Unfortunately, in January 2014 she was told that her leukemia was too aggressive, and she would need a stem cell transplant to survive.
Moneet Mann in 2013, shortly after being admitted to the hospital for chemotherapy to treat her acute myeloid leukemia.
“I remember the doctor telling me I was more likely to find a match from someone who shares my ethnic background,” says Moneet. “It wasn’t until he started sharing some broad stats with me about the number of South Asian people currently on the registry that I started to feel concerned.”
Like Trish, Moneet was told they’d look for a match among her three siblings first. Regrettably, none was a match for her.
“They all wanted to help so badly, they were devastated that they weren’t able to,” recalls Moneet. “That’s when I knew it was game on and we really started campaigning.”
In addition to her family’s regular group blood donations, they also began actively recruiting for the stem cell registry within the Greater Toronto Area’s South Asian community, in the hope that one of those new registrants would be a match for Moneet or others. A social media awareness campaign called ‘will you marrow me?’ helped Moneet and her family get the attention of thousands of people, several of whom took the first step to get swabbed and join the adult stem cell registry.
Months after Moneet launched her campaign, Canadian Blood Services was able to identify a matching stem cell donor for her in Germany, through our connections with a network of international registries. She received a transplant in June 2014, followed by a second with cells from the same donor in December 2015, after her leukemia relapsed.
“I am here today because of a complete stranger in this world,” says Moneet. “I am grateful to them every day for the gift of being able to see my nieces and nephews grow up, to get married to Nav.”
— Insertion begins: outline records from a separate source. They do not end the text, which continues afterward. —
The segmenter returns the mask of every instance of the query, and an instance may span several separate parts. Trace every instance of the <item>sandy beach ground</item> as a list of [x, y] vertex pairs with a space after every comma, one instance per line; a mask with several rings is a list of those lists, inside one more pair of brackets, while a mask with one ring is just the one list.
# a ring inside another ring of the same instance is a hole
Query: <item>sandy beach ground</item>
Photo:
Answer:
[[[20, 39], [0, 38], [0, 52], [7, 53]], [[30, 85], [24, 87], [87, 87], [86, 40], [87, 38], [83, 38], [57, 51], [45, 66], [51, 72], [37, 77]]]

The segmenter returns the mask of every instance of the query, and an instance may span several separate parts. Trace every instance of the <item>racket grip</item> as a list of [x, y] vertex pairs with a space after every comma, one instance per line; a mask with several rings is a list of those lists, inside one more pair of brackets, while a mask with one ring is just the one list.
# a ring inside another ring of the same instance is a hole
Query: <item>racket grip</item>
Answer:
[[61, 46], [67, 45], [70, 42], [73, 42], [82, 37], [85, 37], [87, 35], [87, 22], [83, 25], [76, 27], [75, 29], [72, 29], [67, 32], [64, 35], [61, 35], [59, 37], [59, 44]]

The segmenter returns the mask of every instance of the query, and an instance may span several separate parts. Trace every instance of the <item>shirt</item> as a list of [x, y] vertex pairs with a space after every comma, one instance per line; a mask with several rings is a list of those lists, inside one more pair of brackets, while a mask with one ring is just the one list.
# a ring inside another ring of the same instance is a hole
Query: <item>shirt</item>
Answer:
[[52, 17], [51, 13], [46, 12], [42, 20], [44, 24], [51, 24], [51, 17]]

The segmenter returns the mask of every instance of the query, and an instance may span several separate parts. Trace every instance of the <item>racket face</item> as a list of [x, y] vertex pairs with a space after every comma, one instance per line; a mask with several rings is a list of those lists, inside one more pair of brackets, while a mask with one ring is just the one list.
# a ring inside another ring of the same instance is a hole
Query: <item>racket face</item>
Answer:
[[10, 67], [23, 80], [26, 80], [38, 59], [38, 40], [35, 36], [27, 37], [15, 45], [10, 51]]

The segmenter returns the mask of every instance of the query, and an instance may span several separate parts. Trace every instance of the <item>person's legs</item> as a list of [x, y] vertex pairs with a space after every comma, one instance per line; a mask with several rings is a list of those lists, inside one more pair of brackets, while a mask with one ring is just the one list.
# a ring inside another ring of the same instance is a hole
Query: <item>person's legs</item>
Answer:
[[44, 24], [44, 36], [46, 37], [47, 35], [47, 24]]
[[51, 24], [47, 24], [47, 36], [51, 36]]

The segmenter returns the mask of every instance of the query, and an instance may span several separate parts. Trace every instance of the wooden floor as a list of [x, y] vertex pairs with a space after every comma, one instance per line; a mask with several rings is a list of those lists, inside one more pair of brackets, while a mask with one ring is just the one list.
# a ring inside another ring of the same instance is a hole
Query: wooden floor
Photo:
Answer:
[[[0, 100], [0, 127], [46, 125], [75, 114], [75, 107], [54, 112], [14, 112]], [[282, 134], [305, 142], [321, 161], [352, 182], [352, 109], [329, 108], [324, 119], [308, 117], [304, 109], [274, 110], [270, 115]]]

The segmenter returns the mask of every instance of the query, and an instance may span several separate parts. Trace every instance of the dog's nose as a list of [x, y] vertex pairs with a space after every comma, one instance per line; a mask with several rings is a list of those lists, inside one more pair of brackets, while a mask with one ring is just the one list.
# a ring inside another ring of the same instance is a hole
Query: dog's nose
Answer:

Moneet and her husband, Nav, on their honeymoon in Hawaii, years after her second stem cell transplant. Moneet’s anonymous donor was from Germany.
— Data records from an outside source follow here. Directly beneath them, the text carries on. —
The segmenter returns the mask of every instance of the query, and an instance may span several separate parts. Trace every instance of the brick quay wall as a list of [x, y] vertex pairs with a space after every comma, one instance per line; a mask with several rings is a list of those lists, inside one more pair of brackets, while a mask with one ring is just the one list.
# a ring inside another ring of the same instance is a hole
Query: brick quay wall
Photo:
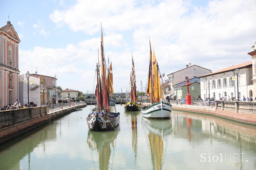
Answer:
[[87, 106], [86, 104], [70, 106], [47, 113], [42, 106], [0, 112], [0, 144], [32, 130], [53, 119]]

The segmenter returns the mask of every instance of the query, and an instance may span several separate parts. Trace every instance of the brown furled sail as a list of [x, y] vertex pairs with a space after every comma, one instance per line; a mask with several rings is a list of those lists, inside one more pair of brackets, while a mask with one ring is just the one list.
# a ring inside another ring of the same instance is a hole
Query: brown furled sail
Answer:
[[103, 48], [103, 35], [102, 32], [102, 28], [101, 27], [101, 79], [102, 80], [102, 96], [103, 99], [103, 105], [105, 106], [106, 113], [107, 113], [109, 112], [109, 98], [108, 92], [107, 84], [106, 83], [106, 62], [104, 55], [104, 49]]
[[152, 93], [152, 52], [151, 51], [151, 44], [150, 40], [149, 40], [149, 46], [150, 49], [150, 59], [149, 60], [149, 67], [148, 68], [148, 78], [147, 82], [147, 94], [151, 100], [151, 104], [154, 103], [153, 99], [153, 94]]
[[98, 102], [99, 113], [100, 113], [102, 109], [103, 104], [103, 97], [102, 95], [102, 89], [101, 88], [101, 82], [98, 64], [97, 65], [97, 84], [95, 90], [95, 96]]
[[114, 94], [114, 88], [113, 88], [113, 74], [112, 69], [112, 62], [110, 63], [110, 66], [109, 69], [109, 73], [107, 77], [107, 87], [109, 95]]
[[133, 81], [133, 100], [132, 102], [136, 102], [137, 101], [136, 96], [136, 74], [135, 74], [135, 68], [134, 67], [134, 63], [133, 63], [133, 58], [132, 57], [132, 80]]

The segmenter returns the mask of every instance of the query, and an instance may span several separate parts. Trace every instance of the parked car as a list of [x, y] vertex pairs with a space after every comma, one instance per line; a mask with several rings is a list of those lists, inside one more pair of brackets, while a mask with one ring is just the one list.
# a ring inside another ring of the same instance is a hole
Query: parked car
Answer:
[[[209, 103], [209, 101], [210, 100], [210, 102]], [[215, 101], [214, 99], [206, 99], [203, 102], [203, 106], [210, 106], [210, 103], [211, 104], [215, 104]]]

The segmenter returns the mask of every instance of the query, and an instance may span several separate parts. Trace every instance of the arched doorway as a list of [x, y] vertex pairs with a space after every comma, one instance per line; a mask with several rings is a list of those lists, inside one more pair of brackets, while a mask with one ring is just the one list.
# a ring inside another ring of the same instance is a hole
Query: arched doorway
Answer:
[[250, 90], [249, 91], [249, 95], [250, 97], [252, 97], [252, 91], [251, 90]]

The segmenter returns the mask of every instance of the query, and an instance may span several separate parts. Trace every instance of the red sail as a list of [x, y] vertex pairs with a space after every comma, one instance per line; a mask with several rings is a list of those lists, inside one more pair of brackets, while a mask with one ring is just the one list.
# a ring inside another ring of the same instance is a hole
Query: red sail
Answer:
[[132, 81], [132, 72], [131, 72], [131, 78], [130, 79], [130, 81], [131, 83], [131, 101], [132, 102], [133, 101], [133, 87]]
Thriving and making a difference
Since Moneet and her family launched the ‘will you marrow me?’ campaign in 2014, the percentage of registrants of South Asian heritage on Canadian Blood Services Stem Cell Registry has grown from just over two per cent, to almost seven per cent. But there is still work to be done. Potential donors of Indigenous, Asian, South Asian, Hispanic, Black, and mixed-race backgrounds make up only 33 per cent of the registry’s total.
As for Trish, she hopes her efforts will help make many more people aware of the stem cell registry, and how they can make a difference — whether as a stem cell registrant or financial donor — no matter their age or health status.
“I’m a stem cell transplant recipient who has the privilege of hearing my family fill our home with music again, to begin to travel with my husband again. I want others to have that same second chance that I did.”
NOTE: This article was lightly edited in October 2023.